If enough customers ask for such a thing, you can bet IBM will sell 'em. Just because Big Blue didn't do it before doesn't mean it can't do it now.

The eight-core Power7+ processor was previewed at the end of August at the Hot Chips 24 chippery fest, and we gave you a peek into its expected performance in the wake of the tech presentation, along with some thoughts on the overclocking potential for the Power7+ chip.

As already divulged, the Power7+ chip will come in one variant that puts a single chip running at a higher clock speed into a socket, and another one that takes two Power7+ chips and crams them into a single socket to double-up the cores, threads, and L3 cache in a socket with what we assume will be a pretty substantial hit to clock speed. IBM calls a regular chip a single-chip module, or SCM, and the double-stuffer a dual-chip module, or DCM.

Die shot of the Power7+ chip from IBM

Die shot of the Power7+ chip from IBM

The Power 770+ and Power 780+ machines announced on Wednesday are based on SCMs, just like the current Power 770 and 780 machines, known as Power7' (Power7 prime) in the internal IBM lingo because these chips were announced in conjunction with a doubling of memory capacity and a shift to PCI-Express 2.0 peripheral slots in these machines in October 2011.

The Power7+ chip has a lot of new features to help accelerate specific functions inside of Power System boxes, including on-chip memory compression, encryption, and hashing algorithms, as well as a random-number generator that cannot be predicted because it is based on random electronic effects on the chip.

The Power7+ chip is implemented in a 32-nanometer process. Specifically, IBM's wafer bakery in East Fishkill, New York, uses a copper/silicon-on insulator process with high-k metal gates to etch the Power7+ chips, which have 2.1 billion transistors on the die.

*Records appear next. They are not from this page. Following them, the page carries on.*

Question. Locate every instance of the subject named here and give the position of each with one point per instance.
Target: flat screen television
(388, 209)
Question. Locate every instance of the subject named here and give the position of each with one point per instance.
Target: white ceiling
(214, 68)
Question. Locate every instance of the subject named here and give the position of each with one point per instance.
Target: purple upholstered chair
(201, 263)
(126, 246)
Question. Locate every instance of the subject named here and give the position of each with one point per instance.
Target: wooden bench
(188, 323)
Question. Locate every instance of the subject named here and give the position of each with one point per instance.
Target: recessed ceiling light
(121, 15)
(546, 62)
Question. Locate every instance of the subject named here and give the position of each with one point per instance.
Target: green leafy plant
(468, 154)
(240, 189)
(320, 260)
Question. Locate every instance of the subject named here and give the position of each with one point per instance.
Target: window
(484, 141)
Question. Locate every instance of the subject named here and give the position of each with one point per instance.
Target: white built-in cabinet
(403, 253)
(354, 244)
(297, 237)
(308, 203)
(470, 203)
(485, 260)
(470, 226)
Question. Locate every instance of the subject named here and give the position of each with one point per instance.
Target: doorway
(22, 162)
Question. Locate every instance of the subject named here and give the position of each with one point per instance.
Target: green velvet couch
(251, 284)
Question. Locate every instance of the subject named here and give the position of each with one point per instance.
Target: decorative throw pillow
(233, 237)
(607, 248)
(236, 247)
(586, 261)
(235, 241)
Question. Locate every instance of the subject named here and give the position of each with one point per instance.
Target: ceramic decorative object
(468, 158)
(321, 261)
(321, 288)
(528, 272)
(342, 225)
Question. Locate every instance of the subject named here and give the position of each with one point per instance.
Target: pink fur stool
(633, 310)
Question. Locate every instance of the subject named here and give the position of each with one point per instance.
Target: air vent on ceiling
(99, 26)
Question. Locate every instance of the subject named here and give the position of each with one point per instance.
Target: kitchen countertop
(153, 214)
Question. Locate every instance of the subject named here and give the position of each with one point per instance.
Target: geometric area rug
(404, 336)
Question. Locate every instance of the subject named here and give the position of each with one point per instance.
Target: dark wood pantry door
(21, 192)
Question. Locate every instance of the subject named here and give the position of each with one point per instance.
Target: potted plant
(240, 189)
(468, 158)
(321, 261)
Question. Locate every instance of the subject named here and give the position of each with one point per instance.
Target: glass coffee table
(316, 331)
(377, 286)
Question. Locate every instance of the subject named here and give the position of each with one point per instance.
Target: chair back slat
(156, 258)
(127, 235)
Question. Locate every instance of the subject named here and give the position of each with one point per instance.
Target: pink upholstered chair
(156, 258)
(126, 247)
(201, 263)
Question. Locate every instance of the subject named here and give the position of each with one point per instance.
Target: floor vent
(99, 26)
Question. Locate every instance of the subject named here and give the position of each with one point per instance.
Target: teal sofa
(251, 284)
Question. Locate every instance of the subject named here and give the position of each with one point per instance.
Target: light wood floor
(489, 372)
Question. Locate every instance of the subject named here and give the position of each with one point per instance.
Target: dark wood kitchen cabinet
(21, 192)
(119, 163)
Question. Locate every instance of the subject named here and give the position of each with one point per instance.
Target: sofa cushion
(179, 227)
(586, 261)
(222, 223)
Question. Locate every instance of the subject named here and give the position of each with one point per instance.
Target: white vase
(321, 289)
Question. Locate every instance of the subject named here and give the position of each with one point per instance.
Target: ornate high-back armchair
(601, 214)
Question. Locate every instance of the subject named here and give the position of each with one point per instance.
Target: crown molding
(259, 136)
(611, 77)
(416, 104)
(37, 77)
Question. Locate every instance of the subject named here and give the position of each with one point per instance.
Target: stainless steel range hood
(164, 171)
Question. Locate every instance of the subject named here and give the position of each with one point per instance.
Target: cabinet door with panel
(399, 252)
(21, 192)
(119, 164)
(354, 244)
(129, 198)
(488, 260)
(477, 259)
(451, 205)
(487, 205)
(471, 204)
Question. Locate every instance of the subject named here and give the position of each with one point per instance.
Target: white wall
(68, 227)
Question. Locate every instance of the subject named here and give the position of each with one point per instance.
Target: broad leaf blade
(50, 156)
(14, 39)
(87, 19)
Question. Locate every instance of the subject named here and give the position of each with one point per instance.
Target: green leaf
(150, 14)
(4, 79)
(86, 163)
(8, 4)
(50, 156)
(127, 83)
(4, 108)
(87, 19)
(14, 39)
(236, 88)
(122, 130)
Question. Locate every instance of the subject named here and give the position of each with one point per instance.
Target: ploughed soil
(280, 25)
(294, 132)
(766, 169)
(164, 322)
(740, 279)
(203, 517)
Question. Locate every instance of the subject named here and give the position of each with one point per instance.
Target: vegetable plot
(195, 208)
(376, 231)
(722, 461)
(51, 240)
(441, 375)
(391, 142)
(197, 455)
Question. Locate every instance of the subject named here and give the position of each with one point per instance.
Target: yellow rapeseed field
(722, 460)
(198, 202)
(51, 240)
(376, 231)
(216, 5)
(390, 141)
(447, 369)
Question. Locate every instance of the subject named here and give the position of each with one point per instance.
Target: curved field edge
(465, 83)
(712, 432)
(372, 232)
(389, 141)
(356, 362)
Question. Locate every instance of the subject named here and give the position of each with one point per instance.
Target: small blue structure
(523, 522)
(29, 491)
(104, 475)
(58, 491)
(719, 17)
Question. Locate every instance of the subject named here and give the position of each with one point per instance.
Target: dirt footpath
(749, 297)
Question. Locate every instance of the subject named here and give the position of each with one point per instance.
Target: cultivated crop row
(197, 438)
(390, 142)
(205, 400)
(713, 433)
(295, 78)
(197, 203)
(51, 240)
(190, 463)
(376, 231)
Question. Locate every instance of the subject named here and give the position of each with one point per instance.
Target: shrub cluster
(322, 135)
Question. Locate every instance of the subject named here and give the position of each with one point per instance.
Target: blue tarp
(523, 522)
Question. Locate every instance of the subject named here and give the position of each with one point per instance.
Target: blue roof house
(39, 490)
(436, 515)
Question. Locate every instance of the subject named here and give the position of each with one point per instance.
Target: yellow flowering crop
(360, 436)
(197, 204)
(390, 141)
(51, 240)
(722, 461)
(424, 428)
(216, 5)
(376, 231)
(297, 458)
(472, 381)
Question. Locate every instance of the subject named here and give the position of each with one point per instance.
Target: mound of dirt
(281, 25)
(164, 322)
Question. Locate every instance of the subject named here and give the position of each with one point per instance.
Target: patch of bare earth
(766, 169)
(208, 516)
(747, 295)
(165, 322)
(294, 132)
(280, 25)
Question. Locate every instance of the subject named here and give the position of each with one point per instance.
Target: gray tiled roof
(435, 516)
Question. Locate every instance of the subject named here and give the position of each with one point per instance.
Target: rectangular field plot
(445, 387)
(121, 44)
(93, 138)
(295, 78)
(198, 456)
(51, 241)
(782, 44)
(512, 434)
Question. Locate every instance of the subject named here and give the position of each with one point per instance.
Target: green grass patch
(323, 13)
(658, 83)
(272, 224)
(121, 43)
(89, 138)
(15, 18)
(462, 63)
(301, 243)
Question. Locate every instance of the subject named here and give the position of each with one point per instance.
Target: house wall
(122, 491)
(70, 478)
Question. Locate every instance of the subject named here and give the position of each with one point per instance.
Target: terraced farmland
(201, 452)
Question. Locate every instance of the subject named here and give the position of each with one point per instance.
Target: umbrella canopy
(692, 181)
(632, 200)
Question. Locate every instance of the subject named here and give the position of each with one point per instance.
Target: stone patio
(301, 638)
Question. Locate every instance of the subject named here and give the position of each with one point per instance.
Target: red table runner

Like the Power7 chips before it and the System z mainframe processors, the z11 and z12, the Power7+ implements shared L3 cache using embedded DRAM (eDRAM) instead of the faster static RAM (SRAM). It takes fewer transistors to make a memory cell for eDRAM, so even if it is slower than SRAM, you can jam a lot more cache right next to the processors and thereby speed up the performance of the overall processor by more than you might expect.

The shrink from 45 to 32 nanometers allows Big Blue to put 80MB of L3 cache on the die, plus a slew of accelerators. IBM says to make the Power7+ chip using SRAM for the L3 could have pushed the transistor count up to 5.4 billion, and the resulting chip would also be larger and therefore very likely getting lower yields on a new process.

In general, Sibley says that the Power7+ processors will deliver about 20 to 30 per cent more performance in the machines in which it will be soon shipping. But considering all of the accelerators, the expanded cache, and the memory compression for AIX (but not for Linux or IBM i) on the chips, customers would be wise to get some capacity planning help from IBM to figure out how their own applications might benefit as they jump from Power5, Power6, or Power7 chips to the new Power7+ chips in Power 770+ or Power 780+ systems. This is particularly true if you are using software-based encryption on any operating system and memory compression for AIX workloads.

For example, if you're using the AIX memory compression that debuted with AIX 7.1 running on Power7 chips, you could get as much as 2X the usable main memory, but by using the two on-chip accelerators that IBM put on the Power7+ chip to run the proprietary compression algorithm for AIX memory compression, you can get up to 2.25X usable main memory and not have the overhead of running the compression algorithms on the Power7+ cores. You get the double benefit of more addressable main memory (4TB can look like 9TB) as well as lower CPU core overhead, allowing the central processors to do more work.

The accelerators, by the way, are in the uncore area of the Power7+ chips and shared by the cores.